А всё началось ещё утром, когда м-ль Адамбергер во время урока неожиданно расплакалась. Я сделал строгое лицо (Вы знаете как плохо это у меня получается) и решительным тоном попросил её не реветь (фу, чёрт! как грубо!). Тем не менее она продолжала ронять слёзы на клавиши, и каждая - величиной с кулак. Мне не оставалось ничего иного как попросить её объяснить столь неожиданный припадок скорби. Бедная девочка сообщила, что её кот Кауниц умер вчера вечером, и она всё никак не может забыть об этом.

Тогда я рассказал ей, что у меня самого недавно умер любимый скворец, и даже прочёл стихотворение, которое написал самолично в день его смерти. Я стал перечислять все его шалости и приключения, и на какое-то время удалось отвлечь бедняжку, но затем она разрыдалась пуще прежнего: теперь ей, видите ли, стало жаль не только почившего кота, но и мою птичку. Не зная что предпринять, кляня себя за глупость, я ударил по клавишам и симпровизировал небольшой марш. К моему немалому облегчению это оказалось достойным лекарством: слёзы м-ль Адамбергер немедленно высохли, она прилежно закончила урок, и отправилась домой в карете, которую прислал Его Сиятельство.

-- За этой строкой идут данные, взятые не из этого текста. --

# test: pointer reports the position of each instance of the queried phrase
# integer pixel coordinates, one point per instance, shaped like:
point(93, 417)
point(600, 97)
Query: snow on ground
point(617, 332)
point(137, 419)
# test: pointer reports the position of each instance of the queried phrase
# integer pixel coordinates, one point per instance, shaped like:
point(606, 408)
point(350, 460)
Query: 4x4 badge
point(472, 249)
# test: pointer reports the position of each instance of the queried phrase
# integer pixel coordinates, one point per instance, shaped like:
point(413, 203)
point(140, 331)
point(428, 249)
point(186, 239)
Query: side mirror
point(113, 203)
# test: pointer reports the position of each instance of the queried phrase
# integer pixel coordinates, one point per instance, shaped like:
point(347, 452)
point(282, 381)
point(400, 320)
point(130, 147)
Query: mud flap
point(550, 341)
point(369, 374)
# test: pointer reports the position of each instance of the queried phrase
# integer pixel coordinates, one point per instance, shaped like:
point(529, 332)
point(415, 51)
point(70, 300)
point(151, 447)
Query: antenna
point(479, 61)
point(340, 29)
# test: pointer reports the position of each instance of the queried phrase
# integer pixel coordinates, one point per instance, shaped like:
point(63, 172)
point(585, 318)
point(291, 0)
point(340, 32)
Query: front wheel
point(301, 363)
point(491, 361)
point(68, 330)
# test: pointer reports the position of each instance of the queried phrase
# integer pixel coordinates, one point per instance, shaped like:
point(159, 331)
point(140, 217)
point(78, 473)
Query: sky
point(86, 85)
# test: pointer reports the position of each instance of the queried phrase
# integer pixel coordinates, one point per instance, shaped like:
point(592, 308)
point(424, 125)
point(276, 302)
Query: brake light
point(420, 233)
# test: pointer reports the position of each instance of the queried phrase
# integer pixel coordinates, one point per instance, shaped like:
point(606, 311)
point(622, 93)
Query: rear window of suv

У меня оставалось пол часа до прибытия следующего ученика, и я кое-как записал тему, пообещав себе ближе к вечеру взяться за неё всерьёз. В ней было нечто странное, нечто, напомнившее мне гармонические лабиринты Генделя, когда из глубины вдруг выглядывает чьё-то лицо, и как не старайся, невозможно избавиться от ощущения, что ты знаешь подробно чьё это лицо и как оно тут очутилось. Прошу простить меня за путанные слова, я вижу, Вы и так поймёте что я хотел сказать, но мне всё же хочется перенести это на бумагу - возможно, чтобы самому лучше понять в чём тут дело.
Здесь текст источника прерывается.